どんな病気か?
椎間板は、椎体と椎体の間にあって脊柱に加わる衝撃を緩和するクッションの役割をしています。
椎間板は、中央にゼラチン様の柔らかい髄核があり、その周囲を線維輪という比較的硬い軟骨が幾重にも囲んでいて、脊柱に上下から加わる力を全体に均一に分散させ、衝撃をやわらげています。
二十歳代になると、椎間板に変性が始まり、線維輪の弾性力がなくなり、ところどころに亀裂が生じ始めます。一方、髄核はまだ水分を十分にふくんでいて、弾力性も保たれているので、椎間板に強い力が加わると、椎間板内の圧が一時的に上昇し、線維輪の亀裂から髄核が押し出されてきます。この状態が椎間板ヘルニアです。

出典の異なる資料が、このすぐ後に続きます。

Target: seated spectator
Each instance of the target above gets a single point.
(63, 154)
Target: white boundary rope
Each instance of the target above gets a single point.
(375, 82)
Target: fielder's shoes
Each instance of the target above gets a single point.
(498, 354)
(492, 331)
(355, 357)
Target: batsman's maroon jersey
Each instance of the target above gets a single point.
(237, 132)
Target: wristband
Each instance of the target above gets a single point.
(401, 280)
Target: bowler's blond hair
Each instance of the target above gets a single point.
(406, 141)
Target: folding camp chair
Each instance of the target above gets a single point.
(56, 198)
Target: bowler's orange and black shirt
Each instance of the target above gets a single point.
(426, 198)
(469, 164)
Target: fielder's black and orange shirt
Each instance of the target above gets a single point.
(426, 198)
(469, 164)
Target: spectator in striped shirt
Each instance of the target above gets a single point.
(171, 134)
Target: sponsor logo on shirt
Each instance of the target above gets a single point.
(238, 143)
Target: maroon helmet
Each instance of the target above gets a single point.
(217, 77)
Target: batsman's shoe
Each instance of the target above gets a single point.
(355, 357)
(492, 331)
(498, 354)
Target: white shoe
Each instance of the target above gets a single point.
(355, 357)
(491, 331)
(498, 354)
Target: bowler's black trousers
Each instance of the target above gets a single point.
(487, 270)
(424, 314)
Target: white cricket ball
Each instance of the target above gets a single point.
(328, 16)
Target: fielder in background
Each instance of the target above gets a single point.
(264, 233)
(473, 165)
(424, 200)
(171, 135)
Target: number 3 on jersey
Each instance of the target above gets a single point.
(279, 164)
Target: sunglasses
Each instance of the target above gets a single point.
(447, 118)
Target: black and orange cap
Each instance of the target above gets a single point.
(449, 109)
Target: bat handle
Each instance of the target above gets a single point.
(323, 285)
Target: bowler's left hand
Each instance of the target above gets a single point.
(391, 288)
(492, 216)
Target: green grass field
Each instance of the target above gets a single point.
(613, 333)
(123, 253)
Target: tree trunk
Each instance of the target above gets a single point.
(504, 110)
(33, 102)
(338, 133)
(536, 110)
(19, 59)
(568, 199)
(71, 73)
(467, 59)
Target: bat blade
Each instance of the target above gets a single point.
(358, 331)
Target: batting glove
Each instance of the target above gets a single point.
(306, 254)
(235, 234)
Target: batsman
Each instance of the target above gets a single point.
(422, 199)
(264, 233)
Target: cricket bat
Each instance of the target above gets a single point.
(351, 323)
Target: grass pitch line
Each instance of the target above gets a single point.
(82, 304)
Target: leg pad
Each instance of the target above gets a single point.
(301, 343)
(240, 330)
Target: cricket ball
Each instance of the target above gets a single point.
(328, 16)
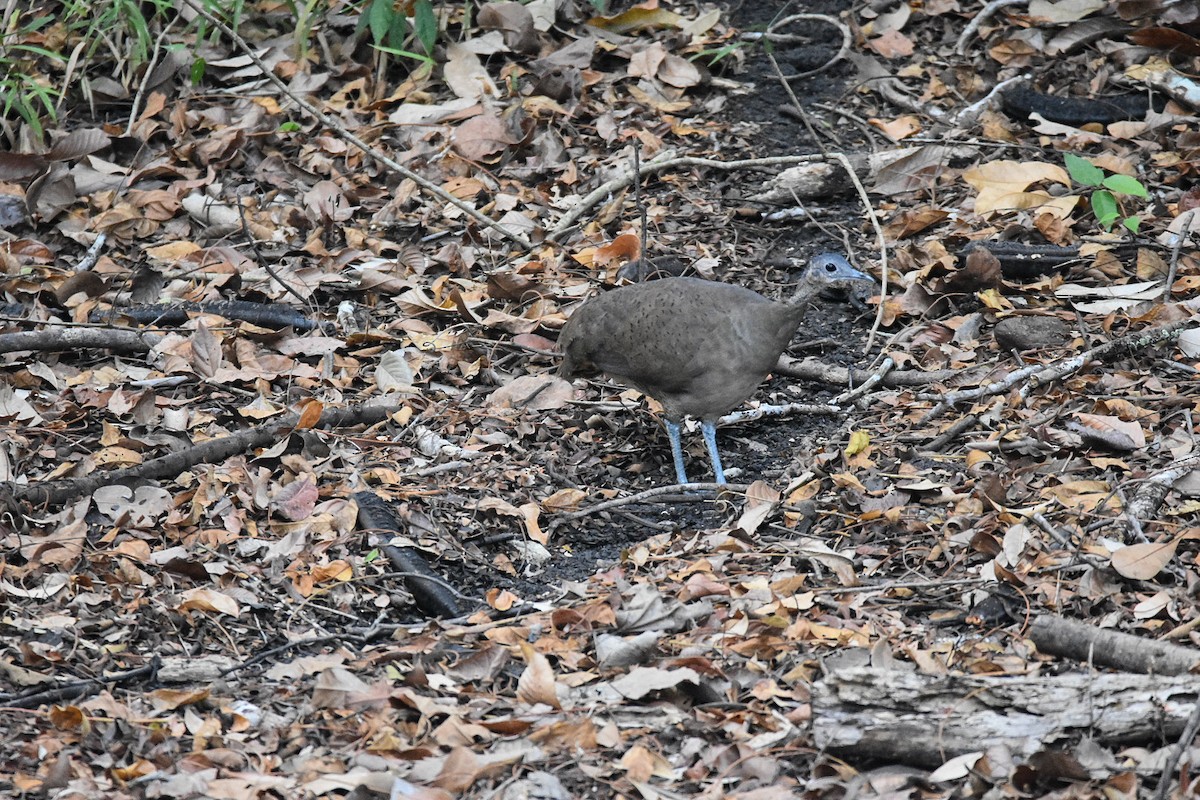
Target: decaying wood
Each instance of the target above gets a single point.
(1059, 636)
(924, 720)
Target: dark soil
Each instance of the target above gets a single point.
(636, 455)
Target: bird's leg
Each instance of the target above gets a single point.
(709, 432)
(676, 450)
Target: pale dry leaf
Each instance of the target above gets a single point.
(1065, 11)
(617, 651)
(537, 683)
(394, 372)
(465, 73)
(1110, 432)
(1189, 342)
(335, 686)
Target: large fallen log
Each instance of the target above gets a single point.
(924, 720)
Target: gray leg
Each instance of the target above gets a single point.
(709, 432)
(677, 450)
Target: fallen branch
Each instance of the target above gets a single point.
(76, 338)
(892, 716)
(1059, 636)
(648, 494)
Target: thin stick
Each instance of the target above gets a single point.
(647, 495)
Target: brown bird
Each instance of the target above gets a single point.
(697, 347)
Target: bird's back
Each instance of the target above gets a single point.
(697, 347)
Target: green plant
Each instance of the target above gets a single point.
(1105, 204)
(25, 94)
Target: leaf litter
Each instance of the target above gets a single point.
(225, 626)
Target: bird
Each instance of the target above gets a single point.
(697, 347)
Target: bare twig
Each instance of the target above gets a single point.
(648, 494)
(663, 162)
(1175, 253)
(979, 19)
(786, 409)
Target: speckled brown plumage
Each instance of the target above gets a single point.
(699, 347)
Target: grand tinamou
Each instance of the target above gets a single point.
(697, 347)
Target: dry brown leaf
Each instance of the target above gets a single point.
(537, 681)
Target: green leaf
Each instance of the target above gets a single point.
(1104, 206)
(1083, 172)
(1126, 185)
(425, 23)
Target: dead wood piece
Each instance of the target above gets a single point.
(431, 593)
(1069, 638)
(1031, 332)
(1078, 112)
(75, 690)
(819, 371)
(923, 720)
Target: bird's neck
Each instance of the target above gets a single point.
(804, 294)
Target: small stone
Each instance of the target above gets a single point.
(1031, 332)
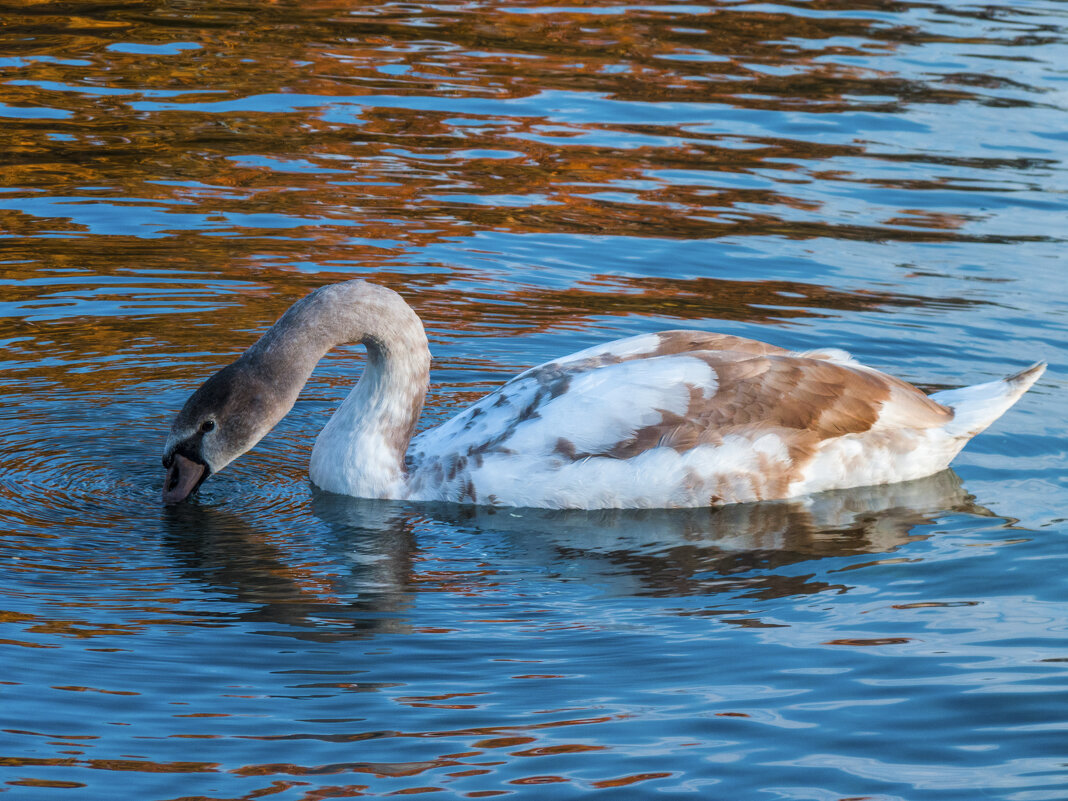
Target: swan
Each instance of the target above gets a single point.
(674, 419)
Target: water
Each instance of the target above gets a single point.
(886, 177)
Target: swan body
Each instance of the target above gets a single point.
(664, 420)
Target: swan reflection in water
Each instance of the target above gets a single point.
(357, 572)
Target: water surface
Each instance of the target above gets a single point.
(534, 178)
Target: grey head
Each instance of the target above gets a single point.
(225, 417)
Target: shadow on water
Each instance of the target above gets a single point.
(373, 551)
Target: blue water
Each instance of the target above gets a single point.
(885, 177)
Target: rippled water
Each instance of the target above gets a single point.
(883, 176)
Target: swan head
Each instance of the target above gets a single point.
(225, 417)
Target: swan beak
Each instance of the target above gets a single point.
(183, 476)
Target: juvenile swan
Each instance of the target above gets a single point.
(671, 419)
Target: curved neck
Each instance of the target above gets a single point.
(361, 449)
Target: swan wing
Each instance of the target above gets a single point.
(662, 420)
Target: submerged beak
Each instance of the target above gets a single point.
(183, 477)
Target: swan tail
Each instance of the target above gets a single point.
(976, 407)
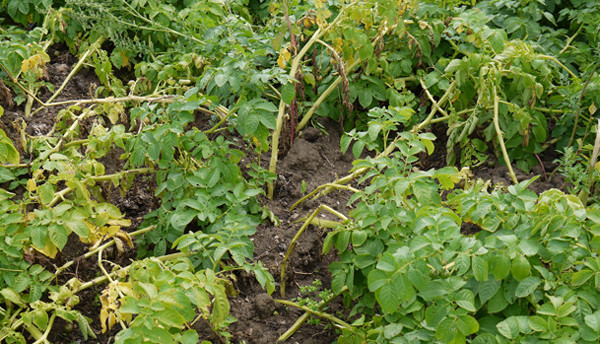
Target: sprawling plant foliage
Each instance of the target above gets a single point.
(424, 256)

線維輪の亀裂は、抵抗の弱い後側方や後方に生じることが多いので、ヘルニアの背中側におこりやすいのですが、その部位には脊髄や脊髄から分散する神経根があるために、それらが脱出した髄核によって圧迫されて、痛みなどの症状がおこります。
病気になりやすい人
椎間板ヘルニアは、髄核にまだ弾力があって線維輪に亀裂が生じている二十歳から三十歳代の男性に多い病気で、腰椎の下部に最もおこりやすく、この年代の男性に見られる腰痛の多くの原因になっています。
急激に腰をひねったり、中腰で重いものを持ち上げたりしたときに、椎間板に強い力が加わっておこることが多いものです。
おこりやすい部位
腰椎におこることが多く、頚椎におこることもありますが、腰椎に比べると頻度ははるかに低いです。頚椎におこった椎間板ヘルニアは、手のしびれや、痛みの原因になります。